Il est normal et même essentiel de marteler ces règles. Mais ce qu’on dit moins, c’est qu’il existe aussi des façons de se rencontrer qui minimisent les risques et qui sont permises par la santé publique. Pour l’instant, on dirait qu’on a peur de le rappeler de crainte d’encourager l’indiscipline.

L’approche rappelle la vieille école dans la lutte contre d’autres maladies infectieuses : celles transmissibles sexuellement. Prôner l’abstinence semblait la stratégie la plus sécuritaire… jusqu’à ce qu’elle se bute au mur de la réalité. On a ensuite compris qu’il est préférable d’encourager les pratiques qui réduisent les risques.

Avec une maladie respiratoire comme la COVID-19, les masques et la distance de deux mètres sont les condoms qui nous permettent de tisser des liens sécuritaires avec les autres.

Aujourd’hui, même en zone rouge, il est permis de marcher avec un ami en portant un masque. Il est permis de former un grand cercle avec sept amis dans un parc, en conservant une distance de deux mètres. Il est permis de suivre un cours de yoga en petit groupe à l’extérieur, toujours avec le masque.

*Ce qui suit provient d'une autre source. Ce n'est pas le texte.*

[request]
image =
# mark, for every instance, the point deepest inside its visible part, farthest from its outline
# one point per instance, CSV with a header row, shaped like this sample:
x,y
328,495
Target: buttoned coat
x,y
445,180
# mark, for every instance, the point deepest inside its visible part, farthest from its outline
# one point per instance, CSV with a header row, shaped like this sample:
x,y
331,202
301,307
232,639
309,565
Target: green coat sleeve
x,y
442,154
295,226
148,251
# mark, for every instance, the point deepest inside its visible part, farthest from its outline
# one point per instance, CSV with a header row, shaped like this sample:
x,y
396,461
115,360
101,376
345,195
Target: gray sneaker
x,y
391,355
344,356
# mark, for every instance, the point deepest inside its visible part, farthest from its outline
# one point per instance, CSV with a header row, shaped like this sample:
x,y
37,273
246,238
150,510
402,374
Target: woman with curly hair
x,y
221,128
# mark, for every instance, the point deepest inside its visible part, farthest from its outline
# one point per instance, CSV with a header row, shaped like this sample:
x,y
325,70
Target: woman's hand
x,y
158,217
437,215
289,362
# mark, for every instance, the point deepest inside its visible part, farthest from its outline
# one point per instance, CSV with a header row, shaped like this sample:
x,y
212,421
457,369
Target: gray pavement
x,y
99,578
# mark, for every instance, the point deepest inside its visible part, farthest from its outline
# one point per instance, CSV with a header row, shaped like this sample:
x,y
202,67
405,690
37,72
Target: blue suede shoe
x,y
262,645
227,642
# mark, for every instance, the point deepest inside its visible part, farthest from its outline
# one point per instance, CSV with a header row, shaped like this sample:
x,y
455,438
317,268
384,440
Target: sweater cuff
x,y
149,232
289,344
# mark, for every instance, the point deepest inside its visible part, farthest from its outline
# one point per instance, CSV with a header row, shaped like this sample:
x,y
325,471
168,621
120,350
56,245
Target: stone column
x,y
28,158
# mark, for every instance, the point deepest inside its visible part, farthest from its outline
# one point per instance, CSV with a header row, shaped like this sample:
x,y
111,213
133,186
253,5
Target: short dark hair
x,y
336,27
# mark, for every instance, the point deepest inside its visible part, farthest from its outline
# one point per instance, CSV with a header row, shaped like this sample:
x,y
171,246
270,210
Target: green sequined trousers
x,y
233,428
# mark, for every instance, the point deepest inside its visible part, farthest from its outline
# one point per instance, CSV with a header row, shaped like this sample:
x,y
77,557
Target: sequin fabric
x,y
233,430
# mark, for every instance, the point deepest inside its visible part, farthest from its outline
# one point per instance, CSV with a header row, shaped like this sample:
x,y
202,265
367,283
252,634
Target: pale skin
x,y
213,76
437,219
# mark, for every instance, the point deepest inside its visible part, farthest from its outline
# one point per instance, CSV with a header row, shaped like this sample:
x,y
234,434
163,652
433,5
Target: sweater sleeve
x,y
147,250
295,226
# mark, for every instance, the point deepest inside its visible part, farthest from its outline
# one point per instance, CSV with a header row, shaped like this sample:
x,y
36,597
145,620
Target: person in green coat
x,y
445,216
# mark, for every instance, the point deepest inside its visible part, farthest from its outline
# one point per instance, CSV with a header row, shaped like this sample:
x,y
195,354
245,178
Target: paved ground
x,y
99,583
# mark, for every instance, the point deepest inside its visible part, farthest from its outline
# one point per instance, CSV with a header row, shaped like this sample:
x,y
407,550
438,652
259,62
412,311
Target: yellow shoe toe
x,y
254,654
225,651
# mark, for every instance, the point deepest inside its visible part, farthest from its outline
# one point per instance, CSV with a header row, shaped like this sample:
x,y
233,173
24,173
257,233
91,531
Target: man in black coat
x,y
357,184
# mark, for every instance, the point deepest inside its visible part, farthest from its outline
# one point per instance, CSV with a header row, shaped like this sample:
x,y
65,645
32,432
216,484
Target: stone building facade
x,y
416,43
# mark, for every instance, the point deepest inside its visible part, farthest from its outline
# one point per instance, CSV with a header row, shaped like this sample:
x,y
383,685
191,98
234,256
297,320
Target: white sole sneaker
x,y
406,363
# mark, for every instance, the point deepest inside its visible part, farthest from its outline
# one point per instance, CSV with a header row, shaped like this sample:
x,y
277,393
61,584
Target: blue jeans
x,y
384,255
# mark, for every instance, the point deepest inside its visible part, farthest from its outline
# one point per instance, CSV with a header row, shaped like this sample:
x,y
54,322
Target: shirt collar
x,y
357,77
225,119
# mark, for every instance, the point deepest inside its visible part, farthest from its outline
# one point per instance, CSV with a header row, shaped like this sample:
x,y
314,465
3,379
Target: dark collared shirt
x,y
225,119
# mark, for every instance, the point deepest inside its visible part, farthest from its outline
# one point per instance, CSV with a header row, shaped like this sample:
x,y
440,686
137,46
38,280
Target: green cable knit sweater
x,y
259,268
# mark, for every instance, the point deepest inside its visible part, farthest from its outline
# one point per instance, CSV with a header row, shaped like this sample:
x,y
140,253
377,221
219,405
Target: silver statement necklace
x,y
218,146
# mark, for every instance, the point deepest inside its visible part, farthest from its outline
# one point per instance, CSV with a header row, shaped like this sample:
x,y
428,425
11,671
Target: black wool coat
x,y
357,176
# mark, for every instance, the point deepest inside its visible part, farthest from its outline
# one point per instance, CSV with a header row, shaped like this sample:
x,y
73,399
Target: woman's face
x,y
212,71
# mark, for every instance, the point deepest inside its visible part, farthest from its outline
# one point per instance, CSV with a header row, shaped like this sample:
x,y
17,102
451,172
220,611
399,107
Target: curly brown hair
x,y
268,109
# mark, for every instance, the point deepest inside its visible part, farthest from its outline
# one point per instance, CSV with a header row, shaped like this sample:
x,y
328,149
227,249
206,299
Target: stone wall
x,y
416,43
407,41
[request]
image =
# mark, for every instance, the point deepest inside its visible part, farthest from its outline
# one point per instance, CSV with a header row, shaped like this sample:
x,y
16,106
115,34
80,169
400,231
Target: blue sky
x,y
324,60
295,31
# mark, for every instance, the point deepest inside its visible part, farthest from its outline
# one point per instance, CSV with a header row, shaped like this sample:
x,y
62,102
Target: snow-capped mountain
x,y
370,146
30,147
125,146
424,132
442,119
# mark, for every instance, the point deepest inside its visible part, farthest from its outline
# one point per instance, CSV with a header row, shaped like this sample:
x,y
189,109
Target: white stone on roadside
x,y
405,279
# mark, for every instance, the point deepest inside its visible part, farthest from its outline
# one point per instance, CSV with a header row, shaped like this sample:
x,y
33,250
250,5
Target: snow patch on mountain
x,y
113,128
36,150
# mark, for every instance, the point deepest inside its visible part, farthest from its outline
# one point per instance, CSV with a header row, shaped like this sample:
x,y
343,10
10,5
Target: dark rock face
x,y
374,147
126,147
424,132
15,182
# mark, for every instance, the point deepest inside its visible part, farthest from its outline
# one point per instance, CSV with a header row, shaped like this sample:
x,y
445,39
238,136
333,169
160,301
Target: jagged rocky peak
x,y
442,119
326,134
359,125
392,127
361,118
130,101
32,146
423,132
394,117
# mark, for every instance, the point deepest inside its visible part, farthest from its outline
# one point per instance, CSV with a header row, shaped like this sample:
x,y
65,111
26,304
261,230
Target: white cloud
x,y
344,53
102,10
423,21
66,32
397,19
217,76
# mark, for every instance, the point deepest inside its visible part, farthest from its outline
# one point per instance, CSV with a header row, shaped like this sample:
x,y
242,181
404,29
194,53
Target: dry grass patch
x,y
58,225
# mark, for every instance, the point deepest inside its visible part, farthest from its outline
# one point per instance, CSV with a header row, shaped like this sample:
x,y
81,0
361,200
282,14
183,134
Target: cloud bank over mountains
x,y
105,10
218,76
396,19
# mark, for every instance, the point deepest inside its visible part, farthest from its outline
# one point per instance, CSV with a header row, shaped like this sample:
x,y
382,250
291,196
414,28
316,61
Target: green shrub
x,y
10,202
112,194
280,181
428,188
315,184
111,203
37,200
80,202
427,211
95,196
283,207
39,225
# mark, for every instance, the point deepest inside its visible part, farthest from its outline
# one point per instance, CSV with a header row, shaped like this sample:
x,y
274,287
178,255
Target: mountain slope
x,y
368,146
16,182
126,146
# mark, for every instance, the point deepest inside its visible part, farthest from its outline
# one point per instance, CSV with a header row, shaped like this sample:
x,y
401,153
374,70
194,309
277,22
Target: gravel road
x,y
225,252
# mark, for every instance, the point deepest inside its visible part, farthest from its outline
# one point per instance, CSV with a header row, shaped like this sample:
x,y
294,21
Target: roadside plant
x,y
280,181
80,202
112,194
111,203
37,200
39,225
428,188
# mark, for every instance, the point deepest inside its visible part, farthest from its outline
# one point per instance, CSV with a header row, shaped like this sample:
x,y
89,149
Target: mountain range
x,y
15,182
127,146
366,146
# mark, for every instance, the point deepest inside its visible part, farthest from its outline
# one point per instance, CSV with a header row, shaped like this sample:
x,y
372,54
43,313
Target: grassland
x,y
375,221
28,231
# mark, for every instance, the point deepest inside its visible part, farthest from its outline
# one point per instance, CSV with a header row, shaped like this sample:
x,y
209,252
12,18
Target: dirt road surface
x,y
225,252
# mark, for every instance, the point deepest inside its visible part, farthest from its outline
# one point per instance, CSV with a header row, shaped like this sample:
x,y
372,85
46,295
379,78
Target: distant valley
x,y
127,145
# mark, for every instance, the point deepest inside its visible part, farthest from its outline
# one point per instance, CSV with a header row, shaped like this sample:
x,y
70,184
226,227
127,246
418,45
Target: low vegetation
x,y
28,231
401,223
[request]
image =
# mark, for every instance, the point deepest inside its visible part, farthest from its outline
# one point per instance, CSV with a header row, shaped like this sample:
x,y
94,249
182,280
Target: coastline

PHOTO HUGO-SÉBASTIEN AUBERT, ARCHIVES LA PRESSE

« Aujourd’hui, même en zone rouge, il est permis de marcher avec un ami en portant un masque. Il est permis de former un grand cercle avec sept amis dans un parc, en conservant une distance de deux mètres. Il est permis de suivre un cours de yoga en petit groupe à l’extérieur, toujours avec le masque », écrit notre éditorialiste.

Ces permissions sont trop peu évoquées, mais aussi entourées de confusion, si bien qu’on ne sait plus trop ce qu’il est possible de faire. Un rappel clair serait le bienvenu – et aiderait certainement à franchir les 72 jours qui nous séparent du 24 juin, la date brandie mardi par François Legault comme celle d’un début de retour à la normale.

Insister sur ce qui est permis plutôt que seulement sur ce qui est interdit permettrait d’aller chercher tout l’oxygène disponible à l’intérieur du cadre des mesures actuelles.

Un cadre qu’il faut évidemment faire respecter – les policiers dans les parcs ne seront jamais trop nombreux.

Il faudra aussi en venir à s’interroger sur la mesure qui fait le plus mal à ces rencontres sécuritaires : le couvre-feu à 20 h. Il faut saluer la prudence du gouvernement devant la hausse des variants. Mais sauf dans les zones où la capacité hospitalière est directement menacée, il semble difficile de maintenir une mesure aussi stricte à long terme.

Le retour du beau temps est actuellement perçu comme une menace. On pourrait aussi dire qu’il facilite les rencontres sécuritaires. Dans le plus strict respect des règles.